11. The method of claim 10, wherein allocating remaining memory for the container for other NUMA nodes under the same CPU interface unit comprises:

judging whether the residual memories of other NUMA nodes under the same CPU interface unit meet the memory required by the container;

if the residual memory of the other NUMA nodes meets the memory required by the container, distributing the residual memory of the other NUMA nodes to the container;

and if the residual memories of the other NUMA nodes do not meet the memory required by the container, distributing the memory under a CPU interface unit which is different from the target NUMA node to the container.
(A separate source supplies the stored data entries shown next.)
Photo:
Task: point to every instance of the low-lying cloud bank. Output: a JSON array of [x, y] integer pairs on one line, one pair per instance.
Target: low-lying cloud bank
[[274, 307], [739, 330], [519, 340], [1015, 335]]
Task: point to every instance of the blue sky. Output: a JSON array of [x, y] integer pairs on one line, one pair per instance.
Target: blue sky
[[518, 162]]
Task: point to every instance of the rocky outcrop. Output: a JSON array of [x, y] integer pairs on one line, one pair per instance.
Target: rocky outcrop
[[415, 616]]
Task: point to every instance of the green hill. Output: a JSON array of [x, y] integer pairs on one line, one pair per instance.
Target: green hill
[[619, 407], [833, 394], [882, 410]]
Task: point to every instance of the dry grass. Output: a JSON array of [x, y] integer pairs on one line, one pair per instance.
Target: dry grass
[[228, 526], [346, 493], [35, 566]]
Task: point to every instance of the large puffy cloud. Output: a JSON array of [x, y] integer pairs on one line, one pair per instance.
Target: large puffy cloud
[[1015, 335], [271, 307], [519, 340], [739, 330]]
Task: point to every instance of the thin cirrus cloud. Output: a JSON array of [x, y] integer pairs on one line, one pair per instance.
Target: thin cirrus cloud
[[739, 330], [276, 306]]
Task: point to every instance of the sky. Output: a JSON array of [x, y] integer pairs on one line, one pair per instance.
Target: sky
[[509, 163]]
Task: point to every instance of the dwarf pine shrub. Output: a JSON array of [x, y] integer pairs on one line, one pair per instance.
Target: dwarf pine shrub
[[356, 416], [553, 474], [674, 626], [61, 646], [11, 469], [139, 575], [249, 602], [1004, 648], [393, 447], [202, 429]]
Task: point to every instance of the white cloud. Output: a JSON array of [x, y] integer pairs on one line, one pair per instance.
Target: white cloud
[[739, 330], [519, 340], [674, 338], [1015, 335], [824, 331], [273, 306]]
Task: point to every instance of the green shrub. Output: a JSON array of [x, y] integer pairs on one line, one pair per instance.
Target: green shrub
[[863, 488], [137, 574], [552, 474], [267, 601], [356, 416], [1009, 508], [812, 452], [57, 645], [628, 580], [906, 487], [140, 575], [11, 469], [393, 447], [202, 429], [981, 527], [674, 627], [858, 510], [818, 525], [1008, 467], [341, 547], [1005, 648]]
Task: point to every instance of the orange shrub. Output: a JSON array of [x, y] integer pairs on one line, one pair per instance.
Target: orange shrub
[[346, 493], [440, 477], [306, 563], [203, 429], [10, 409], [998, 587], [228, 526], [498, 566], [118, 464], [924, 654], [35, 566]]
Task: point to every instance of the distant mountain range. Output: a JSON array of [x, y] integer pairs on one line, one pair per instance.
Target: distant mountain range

12. The method of claim 7, wherein when the allocatable resources are network card virtual functions and virtual graphics processors, prior to allocating the allocatable resources to the container based on the target NUMA node, the method further comprises:

judging whether the network card virtual function and the virtual graphic processor of the same PCIe switching unit meet the network card virtual function and the virtual graphic processor required by the container;

and if the network card virtual function and the virtual graphic processor of the same PCIe switching unit meet the network card virtual function and the virtual graphic processor required by the container, distributing the network card virtual function and the virtual graphic processor of the same PCIe switching unit to the container.

13. The method of claim 7, wherein, when the allocatable resources are network card virtual functions and virtual graphics processors, allocating the allocatable resources to the container based on the target NUMA node comprises:

judging whether the network card virtual function and the virtual graphic processor of the target NUMA node meet the network card virtual function and the virtual graphic processor required by the container;

if the network card virtual function and the virtual graphic processor of the target NUMA node meet the network card virtual function and the virtual graphic processor required by the container, distributing the network card virtual function and the virtual graphic processor of the target NUMA node to the container;

and if the network card virtual function and the virtual graphic processor of the target NUMA node do not meet the network card virtual function and the virtual graphic processor required by the container, distributing the network card virtual function and the virtual graphic processor which are positioned under the same CPU interface unit as the target NUMA node for the container.

14. The method of claim 13, wherein assigning the container with a network card virtual function and a virtual graphics processor under the same CPU interface unit as the target NUMA node comprises:

Judging whether a network card virtual function and a virtual graphic processor under the same CPU interface unit as the target NUMA node meet the network card virtual function and the virtual graphic processor required by the container;

if the network card virtual function and the virtual graphic processor under the same CPU interface unit with the target NUMA node meet the network card virtual function and the virtual graphic processor required by the container, distributing the network card virtual function and the virtual graphic processor under the same CPU interface unit to the container;

and if the network card virtual function and the virtual graphic processor under the same CPU interface unit with the target NUMA node do not meet the network card virtual function and the virtual graphic processor required by the container, distributing the network card virtual function and the virtual graphic processor under different CPU interface units to the container.